1850-Fugitive Slave Act

A poster from the time

The implementation of the Compromise of 1850 further radicalized the conflict over slavery. The Constitution had ensured the rights of slave holders to retrieve their slaves. It did not, however, provide a mechanism for doing so. The Fugitive Slave Act called for special commissioners to determine whether slaves were fugitives. There was no right to appeal, and federal marshals were forced to help in the recapture of the slaves. Northern abolitionists were appalled by the enforcement of the law. In many cases, Northern abolitionists forcibly obstructed the return of slaves. Many of those arrested had been living in the North for many years. Throughout the 1850's, 322 slaves were returned to the South.

 



On September 18, 1850 President Filmore signed the Fugitive Slave Act. Eight days later a man appeared in New York from Baltimore with a power of attorney, claiming that James Hamlet was a slave of Mrs Brown. The New York Commissioner immediately complied. The slave was transported back to Baltimore. Eight hundred dollars were raised by antislavery forces to buy James Hamlet’s freedom.

On December 31st three men appeared at the house of Joseph Miller in Pennsylvania and kidnapped Rachel Parker claiming she was an escaped slave. A group of eighth immediately organized to pursue them. They arrived in Baltimore to the public slave pen and protested the Rachel Parker was a free born Pennsylvanian. Authorities in Baltimore ordered that she be held for trail and fourteen months later she was freed.
In February Frederick Jenkins was found in Boston serving as a waiter by his former owners agent. He was arrested and thanks to legal intervention he was held over for trail. He was detained at the Federal Court House. A crowd came together and freed the former slave. He was quickly spirited out of Boston to Canada. In April 1851 Thomas Sims was found in Boston and arrested on a bogus charge of theft. This time the federal building was guarded by a four foot chain fence. Sims was eventually carried back to Georgia.

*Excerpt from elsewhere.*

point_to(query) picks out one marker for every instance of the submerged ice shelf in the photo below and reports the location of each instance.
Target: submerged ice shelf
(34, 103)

In September 1851 Edward Gorush a Marylander and his son arrived at Christiana in Lancaster County, Pennsylvania. There were a number of slaves in a home there. Gorush and US officials went to the home and demanded the surrender of the fugitives. Shots broke out and in the ensuing fight Gorush was killed and his son wounded. Quaker bystanders refused to help the Marshalls and were tried for treason, they were acquitted and the former slaves escaped.